Werner Punz schrieb:
Andrew Robinson schrieb:
Think I worded this too strongly, as renderers also produce HTML via
Java. I just think that if you are going to have templates, it would
be great to keep them in separate files, be it *.vm for velocity or
xhtml/xml for facelets/JSF2 or what have you. These files can not only
be edited by some tools (at least facelets can, not so sure about
velocity), but they can also be changed on the fly without any java
recompilation. Java went away from servlets building HTML for this
reason and adopted JSP. I personally do not feel that going back to
more Java built HTML is going to be a great direction, but maybe that
is just me.
Actually I am not harsh about myfaces not adopting my solution,
it was just an effort to improve readability on the source from my side.
No harm is done if we do not adopt it.
Problem is as I see it, everything is better for jsf 1.x than the
current printwriter API.
Even my, and I agree from an academic standpoint dirty, solution.
If anyone could provide a decent backport of the JSF2 templating
compiler to JSF1 I would be happy as well.
(My compiler building knowledge is way too limited to pull this off in
a limited time myself)
But the problem persists, how are we going to improve the readability
of the rendered code and how do we maintain the much needed speed on
component level?
We are not talking about doing away with any existing templates, right?
AIUI we're just talking about replacing a whole bunch of calls to
responseWriter.startElement("span")
responseWriter.write("hello," + planetName);
responseWriter.endElement("span")
etc
with some kind of in-class templating that compiles down to exactly the
same code, but has a more readable syntax. The performance will clearly
be exactly the same as the current code, because it results in exactly
the same code in the end. Whether it is actually easier to work with is
up for debate, but I've spent hours looking at code for the Calendar
control trying to figure out exactly what it generates; all those
StringBuffer manipulations are really nasty. The current approach sucks
for readability.
So Werner's proposal is not terribly radical (though clever). It's
equivalent to SQLJ, but compiles direct to bytecode rather than java source.
Refactoring all the components to use external templating interpreted at
runtime is certainly more flexible and elegant but Werner seems to have
proved that this is just a no-go from the performance point of view.
Pages do often have dozens of components, and rendering dozens of
Velocity templates doesn't seem to be feasable. Any template-based
approach would have to be one with very high performance.

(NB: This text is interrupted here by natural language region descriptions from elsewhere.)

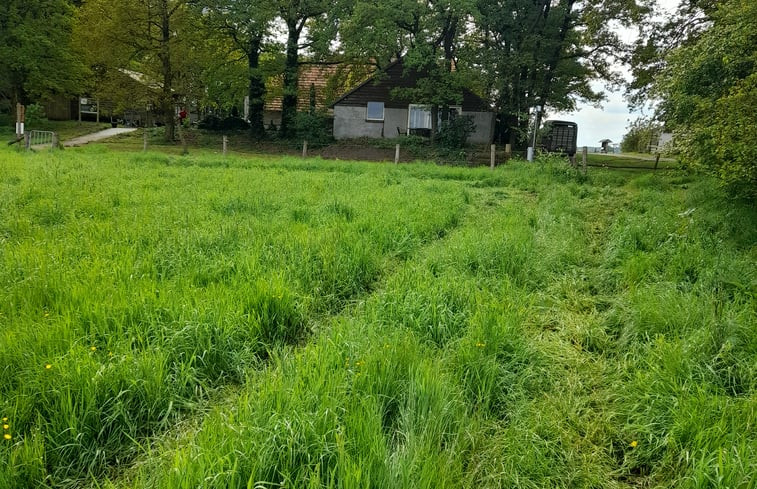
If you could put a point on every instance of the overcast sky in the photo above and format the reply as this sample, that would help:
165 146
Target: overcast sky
610 121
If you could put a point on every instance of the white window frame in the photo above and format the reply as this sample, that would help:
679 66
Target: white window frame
426 108
456 108
373 119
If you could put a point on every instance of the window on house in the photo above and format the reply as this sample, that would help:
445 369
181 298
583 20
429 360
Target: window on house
419 116
375 111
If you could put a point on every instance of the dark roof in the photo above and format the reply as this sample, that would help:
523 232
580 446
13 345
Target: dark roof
379 87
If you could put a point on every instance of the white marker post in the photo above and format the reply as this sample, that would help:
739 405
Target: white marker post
20 117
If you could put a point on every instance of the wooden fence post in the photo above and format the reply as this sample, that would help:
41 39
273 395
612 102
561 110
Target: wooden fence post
584 157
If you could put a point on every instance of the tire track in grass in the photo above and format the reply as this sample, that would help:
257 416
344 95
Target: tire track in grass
280 358
114 372
342 381
82 359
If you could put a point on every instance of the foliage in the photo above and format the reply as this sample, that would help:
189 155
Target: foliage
455 132
214 123
314 128
708 91
157 48
642 133
546 54
330 323
36 55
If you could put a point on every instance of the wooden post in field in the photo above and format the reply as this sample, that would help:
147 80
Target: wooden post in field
20 119
584 154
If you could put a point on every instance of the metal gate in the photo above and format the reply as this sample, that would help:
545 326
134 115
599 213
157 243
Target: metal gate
41 140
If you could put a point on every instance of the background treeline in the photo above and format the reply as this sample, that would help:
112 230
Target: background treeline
518 54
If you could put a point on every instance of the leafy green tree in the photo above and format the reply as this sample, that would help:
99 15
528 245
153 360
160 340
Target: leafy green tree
297 15
708 93
642 133
247 24
546 53
427 35
157 39
36 55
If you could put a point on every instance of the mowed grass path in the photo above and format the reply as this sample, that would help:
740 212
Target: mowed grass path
207 322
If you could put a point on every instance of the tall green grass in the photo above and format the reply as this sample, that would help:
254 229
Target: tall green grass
303 323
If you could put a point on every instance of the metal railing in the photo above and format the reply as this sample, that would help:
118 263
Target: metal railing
40 140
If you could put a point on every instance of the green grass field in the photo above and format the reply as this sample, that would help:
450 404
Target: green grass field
271 322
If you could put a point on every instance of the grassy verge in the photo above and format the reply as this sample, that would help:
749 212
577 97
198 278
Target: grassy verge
381 326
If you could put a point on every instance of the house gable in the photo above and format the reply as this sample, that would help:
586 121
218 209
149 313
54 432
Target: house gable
380 87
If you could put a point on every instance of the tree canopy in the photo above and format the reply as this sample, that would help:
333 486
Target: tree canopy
36 55
702 67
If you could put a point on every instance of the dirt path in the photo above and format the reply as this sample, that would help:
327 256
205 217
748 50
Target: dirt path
97 136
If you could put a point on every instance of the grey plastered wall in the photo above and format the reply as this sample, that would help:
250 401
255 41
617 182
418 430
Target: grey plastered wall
349 123
484 131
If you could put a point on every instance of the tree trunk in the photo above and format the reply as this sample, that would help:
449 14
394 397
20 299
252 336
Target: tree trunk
291 80
166 96
256 90
434 122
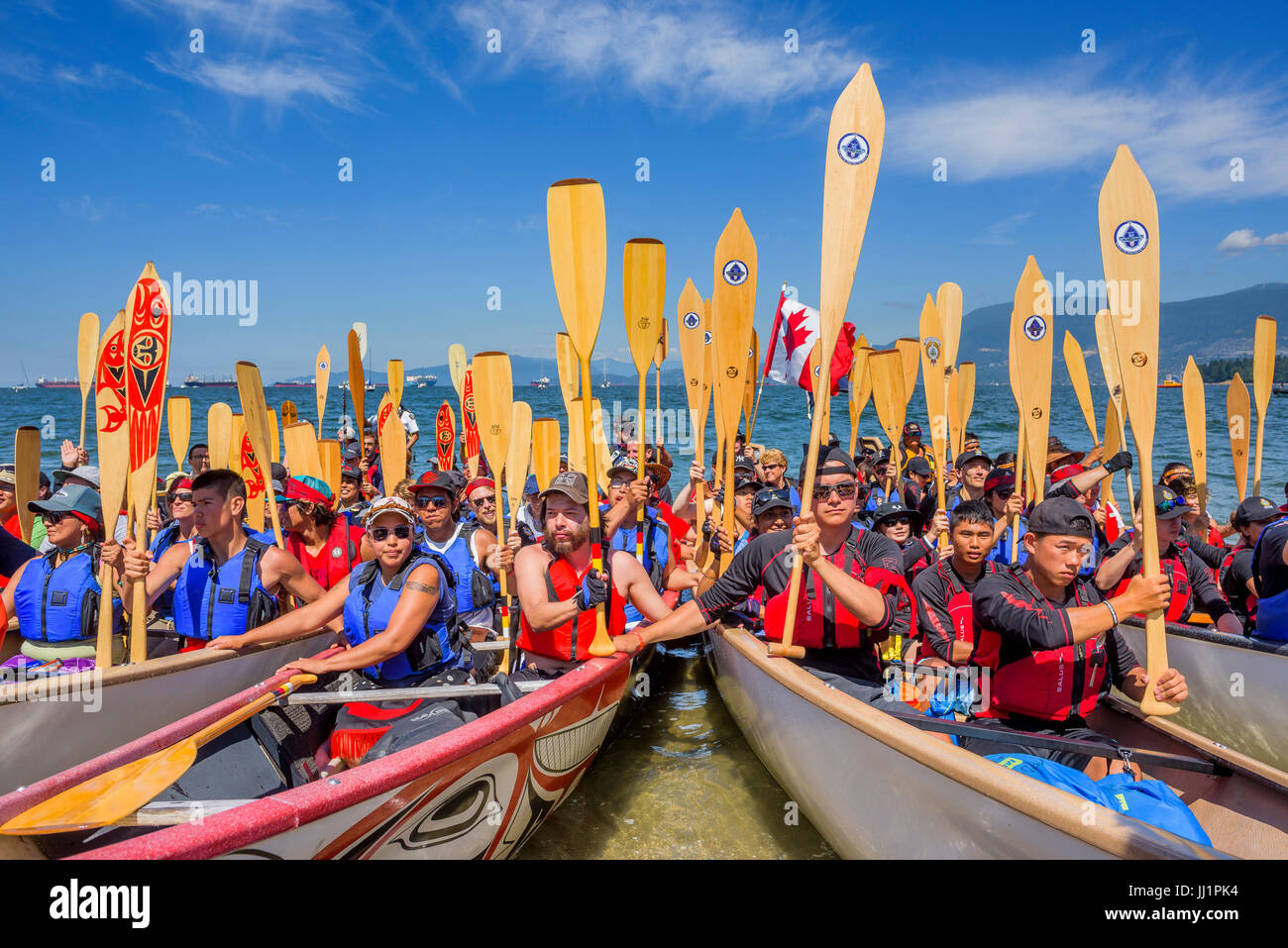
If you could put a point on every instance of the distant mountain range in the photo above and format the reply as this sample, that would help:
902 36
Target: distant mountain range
1210 327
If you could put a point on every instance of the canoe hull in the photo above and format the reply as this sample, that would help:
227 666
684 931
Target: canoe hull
76 717
857 760
1237 687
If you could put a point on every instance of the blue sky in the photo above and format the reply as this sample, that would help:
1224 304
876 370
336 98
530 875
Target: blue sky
223 163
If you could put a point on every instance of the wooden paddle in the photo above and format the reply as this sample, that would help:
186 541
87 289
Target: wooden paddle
1196 425
1077 368
119 792
1033 347
321 380
456 363
733 303
1128 248
1237 411
1107 346
331 464
1262 382
394 375
579 262
357 384
643 299
219 433
965 401
250 389
147 355
301 450
546 442
391 438
931 369
114 459
445 436
889 399
86 361
26 455
178 411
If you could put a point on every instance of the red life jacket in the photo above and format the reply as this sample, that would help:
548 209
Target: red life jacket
336 558
1050 685
1179 605
571 640
810 629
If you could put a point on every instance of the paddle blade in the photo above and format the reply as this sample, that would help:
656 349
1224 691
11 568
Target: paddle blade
579 257
1077 369
643 298
1237 411
1033 344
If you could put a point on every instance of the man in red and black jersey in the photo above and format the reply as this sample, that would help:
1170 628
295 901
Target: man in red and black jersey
1051 643
853 594
943 591
1192 581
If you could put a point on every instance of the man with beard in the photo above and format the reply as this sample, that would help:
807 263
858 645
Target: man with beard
559 590
854 592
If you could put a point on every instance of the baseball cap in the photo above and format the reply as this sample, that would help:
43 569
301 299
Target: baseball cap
86 472
970 456
1167 504
1061 517
771 497
893 509
829 462
570 483
389 505
1256 510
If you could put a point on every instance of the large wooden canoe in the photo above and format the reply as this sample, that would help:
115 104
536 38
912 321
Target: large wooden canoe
1237 687
844 763
53 723
478 791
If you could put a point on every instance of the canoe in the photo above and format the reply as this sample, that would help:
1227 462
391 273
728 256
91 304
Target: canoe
836 755
478 791
50 724
1237 686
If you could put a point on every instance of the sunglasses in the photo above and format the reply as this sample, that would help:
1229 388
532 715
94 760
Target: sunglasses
381 533
845 491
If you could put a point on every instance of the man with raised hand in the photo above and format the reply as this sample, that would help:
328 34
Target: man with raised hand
1051 644
854 595
559 590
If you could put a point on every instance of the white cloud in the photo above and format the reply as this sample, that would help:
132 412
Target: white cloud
1245 239
1073 115
708 54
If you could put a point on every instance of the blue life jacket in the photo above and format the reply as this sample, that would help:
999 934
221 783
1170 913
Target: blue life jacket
60 604
211 600
370 604
161 543
657 552
1001 552
475 588
1271 610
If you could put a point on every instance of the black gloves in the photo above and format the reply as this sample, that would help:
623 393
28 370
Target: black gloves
1120 462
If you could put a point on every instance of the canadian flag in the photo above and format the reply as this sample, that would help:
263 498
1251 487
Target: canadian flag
798 326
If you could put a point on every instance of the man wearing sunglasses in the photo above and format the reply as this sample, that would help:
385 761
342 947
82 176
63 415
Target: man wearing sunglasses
1192 581
215 590
559 590
471 549
854 597
1051 646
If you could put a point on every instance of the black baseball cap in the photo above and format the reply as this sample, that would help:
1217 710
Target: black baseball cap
1061 517
829 462
771 497
1256 510
969 456
896 507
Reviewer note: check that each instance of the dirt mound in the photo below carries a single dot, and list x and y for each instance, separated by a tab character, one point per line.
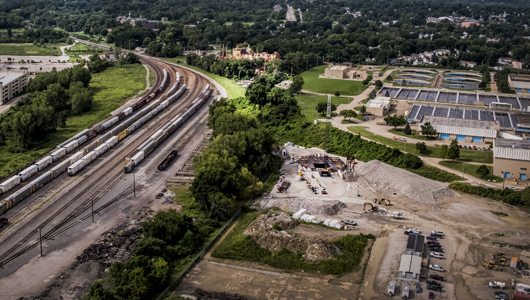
313	249
205	295
313	206
409	184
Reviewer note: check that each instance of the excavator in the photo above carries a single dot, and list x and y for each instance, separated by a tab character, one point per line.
382	201
372	207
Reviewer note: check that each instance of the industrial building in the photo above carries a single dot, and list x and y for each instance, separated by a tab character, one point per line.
511	158
339	72
378	106
12	83
468	130
411	261
519	83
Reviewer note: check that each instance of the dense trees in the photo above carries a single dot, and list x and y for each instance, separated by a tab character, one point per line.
54	96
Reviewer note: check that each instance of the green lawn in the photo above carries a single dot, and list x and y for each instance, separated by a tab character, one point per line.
80	49
308	103
330	86
414	135
30	49
485	157
111	88
233	90
470	169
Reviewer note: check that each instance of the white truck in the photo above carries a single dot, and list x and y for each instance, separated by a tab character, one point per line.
406	291
436	268
497	284
391	288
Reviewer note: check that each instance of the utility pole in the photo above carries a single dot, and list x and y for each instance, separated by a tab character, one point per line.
40	240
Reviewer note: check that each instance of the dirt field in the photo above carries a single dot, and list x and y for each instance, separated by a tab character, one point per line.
472	226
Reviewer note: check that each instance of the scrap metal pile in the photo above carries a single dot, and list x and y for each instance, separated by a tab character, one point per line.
112	249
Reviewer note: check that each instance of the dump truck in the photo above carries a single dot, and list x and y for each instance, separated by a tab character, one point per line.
372	207
325	172
382	201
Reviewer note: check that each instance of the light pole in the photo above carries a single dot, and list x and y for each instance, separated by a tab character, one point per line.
40	241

JSP2.0 does support "tag files", ie jsp files with suffix ".tag" that
can then be referenced via jsp tags in a page. I would presume that
these do get precompiled like other jsp files do, but cannot see how we
could hook into that. Same with Facelets; I don't know of a way to have
a template processed into an optimised form that the renderer can pass
data to; facelets pages are used at build-time to create a view-tree,
not at render time when the view-tree is being walked to generate output.
I suppose that Werner's templating approach could be applied to
*external* templates rather than ones embedded in the class.
For example, a "HtmlCalendar.tmpl" file could exist next to the .java
file, and could generate a HtmlCalendarTmpl.class file at compiletime
with a static render(Map args) method and a bunch of print statements.
This could then be invoked from the calendar component. That does feel
cleaner to me than embedding the template within the java code, although
the end result is pretty much the same. This then *is* effectively a
high-performance template system, although a recompile is required to
change the template output. What do you think, Werner?
I don't think comparing this to JSP vs hard-coded HTML is fair. Pages
are expected to be changed on a daily basis; the representation a JSF
component generates will often not change between releases (ie remains
untouched for months).
One thing I did try a while ago was to simply define a template string
in the java class, then use java.text.MessageFormat.format(template,
args). But I don't think that the performance is really good enough.